London | South-east | South-west | Lancashire | |
---|---|---|---|---|
UK Census 1871 | 15.5% | 10.6% | 8.3% | 12.4% |
1840–52 | 14.9% | 21.1% | 23% | 5.3% |
New Zealand Company 1839–50 | 25.9% | 20.8% | 26.4% | 3.4% |
Auckland 1840–52 | 20.1% | 17.2% | 21.8% | |
1853–70 | 17.3% | 12.7% | 16.2% | 8.6% |
Miners – Otago 1853–70 | 7.8% | 8.5% | 36.8% | 9.4% |
1871–80 | 15.8% | 15.1% | 18.7% | 4.7% |
1881–1914 | 18.8% | 12.9% | 12.2% | 11.6% |
The table and graph suggest:
- London was an important birth-place for immigrants to New Zealand, but no more than its representation in England as a whole.
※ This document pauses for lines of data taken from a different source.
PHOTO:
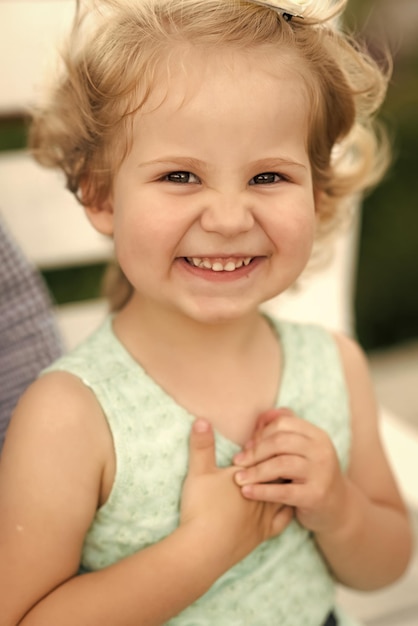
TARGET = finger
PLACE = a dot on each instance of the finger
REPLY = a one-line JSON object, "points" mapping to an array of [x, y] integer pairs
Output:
{"points": [[282, 519], [286, 493], [279, 469], [266, 418], [277, 444], [202, 457]]}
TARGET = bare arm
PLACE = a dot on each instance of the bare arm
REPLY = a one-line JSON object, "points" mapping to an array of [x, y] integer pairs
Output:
{"points": [[359, 520], [372, 542], [51, 483]]}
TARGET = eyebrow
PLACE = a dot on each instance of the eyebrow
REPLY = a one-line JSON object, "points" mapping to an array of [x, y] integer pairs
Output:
{"points": [[191, 163]]}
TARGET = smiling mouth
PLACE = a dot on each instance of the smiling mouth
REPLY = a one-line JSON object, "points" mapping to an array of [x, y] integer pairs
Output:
{"points": [[219, 265]]}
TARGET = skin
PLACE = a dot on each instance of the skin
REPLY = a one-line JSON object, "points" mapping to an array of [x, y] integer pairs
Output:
{"points": [[234, 128]]}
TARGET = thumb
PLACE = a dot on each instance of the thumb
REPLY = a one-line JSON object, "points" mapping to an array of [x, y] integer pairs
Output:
{"points": [[201, 448]]}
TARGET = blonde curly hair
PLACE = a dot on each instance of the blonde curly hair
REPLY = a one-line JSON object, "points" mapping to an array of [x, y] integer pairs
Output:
{"points": [[114, 52]]}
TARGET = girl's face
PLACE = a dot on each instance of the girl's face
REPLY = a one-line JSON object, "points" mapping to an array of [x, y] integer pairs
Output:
{"points": [[212, 211]]}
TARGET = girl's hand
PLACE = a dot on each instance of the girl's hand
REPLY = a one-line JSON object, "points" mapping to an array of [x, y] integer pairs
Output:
{"points": [[212, 501], [293, 462]]}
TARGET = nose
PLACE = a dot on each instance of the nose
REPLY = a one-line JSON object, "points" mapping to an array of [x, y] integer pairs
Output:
{"points": [[228, 215]]}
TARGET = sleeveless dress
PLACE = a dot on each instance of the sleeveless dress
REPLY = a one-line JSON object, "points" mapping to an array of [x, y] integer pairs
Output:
{"points": [[284, 581]]}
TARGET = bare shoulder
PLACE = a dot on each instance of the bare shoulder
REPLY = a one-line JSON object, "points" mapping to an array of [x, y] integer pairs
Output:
{"points": [[51, 471]]}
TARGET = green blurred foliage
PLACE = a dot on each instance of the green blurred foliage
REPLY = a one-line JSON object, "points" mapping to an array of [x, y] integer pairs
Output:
{"points": [[386, 301], [387, 279]]}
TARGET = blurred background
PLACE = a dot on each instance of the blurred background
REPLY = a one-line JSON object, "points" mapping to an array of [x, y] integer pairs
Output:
{"points": [[384, 288]]}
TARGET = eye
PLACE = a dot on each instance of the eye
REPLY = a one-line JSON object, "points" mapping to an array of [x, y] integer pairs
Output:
{"points": [[266, 178], [181, 177]]}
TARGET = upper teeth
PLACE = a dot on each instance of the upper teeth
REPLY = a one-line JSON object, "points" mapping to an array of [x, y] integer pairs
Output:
{"points": [[219, 265]]}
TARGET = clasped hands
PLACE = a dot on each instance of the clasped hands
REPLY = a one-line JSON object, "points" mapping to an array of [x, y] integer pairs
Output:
{"points": [[293, 462], [288, 469]]}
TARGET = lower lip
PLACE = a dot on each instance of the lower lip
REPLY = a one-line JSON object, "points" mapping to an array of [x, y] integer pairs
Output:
{"points": [[223, 276]]}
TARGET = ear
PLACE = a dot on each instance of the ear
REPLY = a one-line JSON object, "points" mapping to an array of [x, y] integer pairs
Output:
{"points": [[318, 199], [101, 216]]}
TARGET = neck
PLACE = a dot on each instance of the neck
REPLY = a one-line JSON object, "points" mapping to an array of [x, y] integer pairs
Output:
{"points": [[140, 325]]}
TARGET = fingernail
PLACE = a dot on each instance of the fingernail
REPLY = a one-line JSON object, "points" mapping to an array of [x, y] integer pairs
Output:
{"points": [[240, 477]]}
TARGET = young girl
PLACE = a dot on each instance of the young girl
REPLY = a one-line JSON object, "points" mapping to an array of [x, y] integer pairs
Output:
{"points": [[196, 461]]}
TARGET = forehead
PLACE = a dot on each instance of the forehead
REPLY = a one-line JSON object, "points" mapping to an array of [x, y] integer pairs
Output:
{"points": [[191, 76]]}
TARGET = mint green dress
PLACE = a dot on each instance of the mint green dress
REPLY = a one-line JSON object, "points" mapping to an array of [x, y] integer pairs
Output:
{"points": [[285, 581]]}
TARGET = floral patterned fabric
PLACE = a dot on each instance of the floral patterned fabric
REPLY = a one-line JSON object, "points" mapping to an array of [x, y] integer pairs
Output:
{"points": [[284, 582]]}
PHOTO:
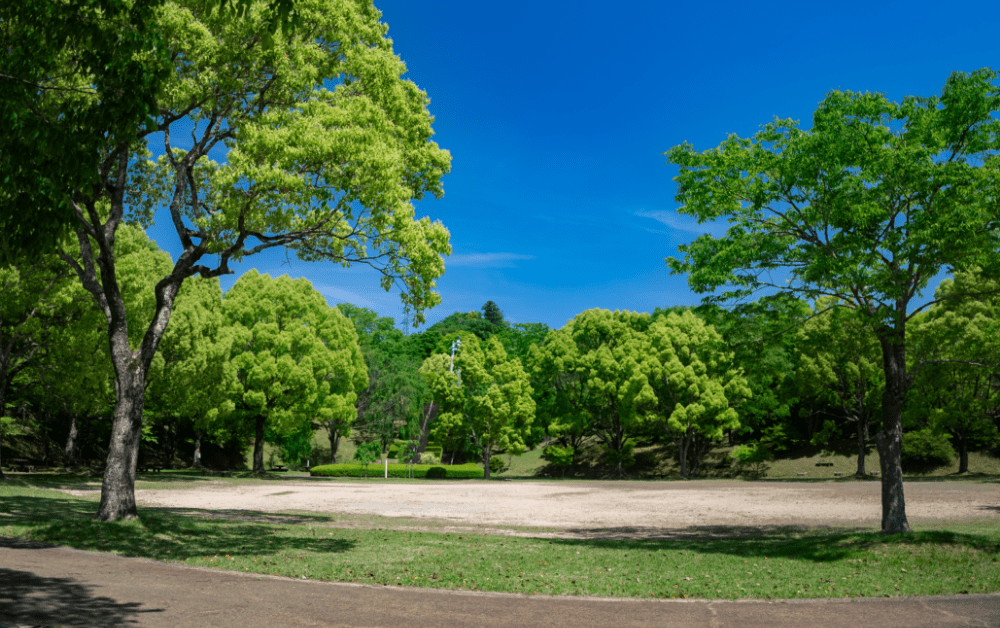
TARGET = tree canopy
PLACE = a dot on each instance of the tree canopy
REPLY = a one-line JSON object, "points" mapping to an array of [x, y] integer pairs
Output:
{"points": [[867, 206]]}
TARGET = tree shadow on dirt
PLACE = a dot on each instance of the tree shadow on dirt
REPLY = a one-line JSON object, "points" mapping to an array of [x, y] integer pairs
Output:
{"points": [[28, 599], [817, 544], [164, 533]]}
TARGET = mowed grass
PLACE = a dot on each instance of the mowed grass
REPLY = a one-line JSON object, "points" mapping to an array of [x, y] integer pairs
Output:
{"points": [[726, 563]]}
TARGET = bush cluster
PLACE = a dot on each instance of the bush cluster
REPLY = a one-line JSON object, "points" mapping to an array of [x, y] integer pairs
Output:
{"points": [[397, 471], [924, 450]]}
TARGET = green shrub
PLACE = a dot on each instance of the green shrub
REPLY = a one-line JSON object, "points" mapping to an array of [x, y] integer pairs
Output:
{"points": [[753, 455], [436, 472], [497, 465], [923, 450], [395, 471]]}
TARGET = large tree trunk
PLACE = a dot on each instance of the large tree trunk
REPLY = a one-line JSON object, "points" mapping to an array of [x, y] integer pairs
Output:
{"points": [[71, 441], [682, 454], [963, 454], [197, 449], [258, 445], [861, 449], [486, 462], [118, 485], [890, 437], [334, 443]]}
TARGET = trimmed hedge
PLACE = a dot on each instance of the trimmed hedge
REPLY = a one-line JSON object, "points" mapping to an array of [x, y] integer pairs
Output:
{"points": [[437, 450], [355, 469]]}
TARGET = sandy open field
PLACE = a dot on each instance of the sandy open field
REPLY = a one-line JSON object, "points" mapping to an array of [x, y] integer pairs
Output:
{"points": [[582, 509]]}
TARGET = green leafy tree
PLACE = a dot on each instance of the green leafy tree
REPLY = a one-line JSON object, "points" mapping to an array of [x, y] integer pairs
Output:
{"points": [[492, 313], [489, 399], [81, 79], [296, 359], [956, 391], [754, 455], [695, 384], [330, 174], [391, 404], [840, 367], [867, 206], [367, 454], [592, 366], [33, 309], [754, 332], [195, 349]]}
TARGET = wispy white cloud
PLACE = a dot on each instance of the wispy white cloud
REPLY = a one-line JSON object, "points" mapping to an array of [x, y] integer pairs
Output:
{"points": [[486, 260], [681, 222]]}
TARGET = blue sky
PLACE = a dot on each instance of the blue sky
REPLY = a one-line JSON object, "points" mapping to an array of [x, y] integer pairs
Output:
{"points": [[557, 114]]}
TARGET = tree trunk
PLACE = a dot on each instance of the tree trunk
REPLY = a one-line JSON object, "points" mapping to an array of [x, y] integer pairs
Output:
{"points": [[963, 455], [71, 441], [682, 454], [890, 437], [258, 445], [197, 449], [861, 450], [118, 485], [172, 452]]}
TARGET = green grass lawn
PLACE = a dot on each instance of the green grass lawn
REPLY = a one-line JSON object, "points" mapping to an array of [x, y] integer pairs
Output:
{"points": [[733, 563]]}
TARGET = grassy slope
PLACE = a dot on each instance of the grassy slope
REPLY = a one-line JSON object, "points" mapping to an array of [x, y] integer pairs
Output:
{"points": [[777, 563]]}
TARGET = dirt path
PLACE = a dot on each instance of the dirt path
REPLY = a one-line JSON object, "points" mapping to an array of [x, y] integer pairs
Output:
{"points": [[600, 505]]}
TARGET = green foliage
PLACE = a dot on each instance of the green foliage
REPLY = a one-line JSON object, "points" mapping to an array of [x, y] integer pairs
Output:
{"points": [[955, 347], [497, 465], [559, 456], [469, 322], [296, 359], [493, 314], [754, 455], [437, 473], [492, 406], [590, 380], [694, 382], [925, 449], [429, 457], [368, 453], [400, 471], [867, 206], [81, 79]]}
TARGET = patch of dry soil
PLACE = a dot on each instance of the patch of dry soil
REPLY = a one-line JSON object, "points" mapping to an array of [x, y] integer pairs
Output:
{"points": [[577, 509]]}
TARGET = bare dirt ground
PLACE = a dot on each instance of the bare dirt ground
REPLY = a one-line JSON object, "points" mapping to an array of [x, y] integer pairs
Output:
{"points": [[608, 509]]}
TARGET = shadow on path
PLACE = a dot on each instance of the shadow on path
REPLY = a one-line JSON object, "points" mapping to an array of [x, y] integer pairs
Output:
{"points": [[26, 598]]}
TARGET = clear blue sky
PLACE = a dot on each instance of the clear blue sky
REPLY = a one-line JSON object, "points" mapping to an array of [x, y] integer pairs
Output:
{"points": [[557, 114]]}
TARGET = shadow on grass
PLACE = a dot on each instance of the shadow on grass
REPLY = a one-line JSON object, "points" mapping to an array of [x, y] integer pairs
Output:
{"points": [[816, 544], [166, 534], [26, 598]]}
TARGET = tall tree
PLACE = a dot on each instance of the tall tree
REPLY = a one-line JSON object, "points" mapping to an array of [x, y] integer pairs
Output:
{"points": [[36, 297], [695, 382], [80, 78], [329, 174], [592, 365], [839, 367], [956, 343], [295, 357], [490, 399], [492, 313], [867, 206], [195, 349]]}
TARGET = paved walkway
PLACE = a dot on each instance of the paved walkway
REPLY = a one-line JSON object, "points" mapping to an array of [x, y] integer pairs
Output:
{"points": [[42, 585]]}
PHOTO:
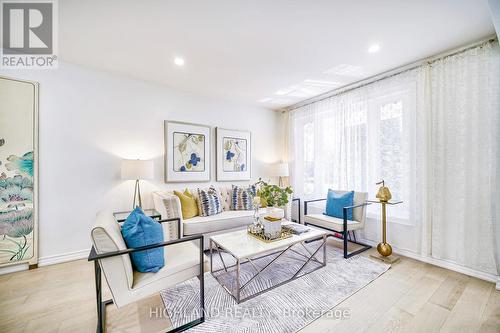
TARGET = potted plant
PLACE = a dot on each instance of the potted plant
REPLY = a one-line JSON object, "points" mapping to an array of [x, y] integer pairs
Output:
{"points": [[274, 198]]}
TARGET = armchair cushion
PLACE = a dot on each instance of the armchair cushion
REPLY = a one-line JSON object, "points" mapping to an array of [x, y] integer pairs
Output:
{"points": [[141, 230], [332, 223], [336, 201]]}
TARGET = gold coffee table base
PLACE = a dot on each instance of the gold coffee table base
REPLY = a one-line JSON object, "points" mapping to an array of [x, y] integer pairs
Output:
{"points": [[390, 259]]}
- The 'home counties' of the South-east sent a large number of people to New Zealand, especially in the 1840s. Kent appears to have been a strongly 'New Zealand-prone' county.
- The counties of the South-west, especially Cornwall, were strongly over-represented among the immigrants. There was a spectacular inflow of people from this area among the miners reflecting the strong tradition of tin-mining in Cornwall and the decline of that industry from the 1840s. But the numbers from the South-west were consistently high until 1880 with over twice as many likely to migrate to New Zealand as their proportion of the population in England.
- The more industrial areas of the North-west, including Lancashire, were not well represented among immigrants to New Zealand until the end of the 19th century.
- If we add the Cornish immigrants to those from Ireland and Scotland, it is evident that the Celtic fringe of Great Britain in fact comprised a majority of New Zealand's founding British immigrants.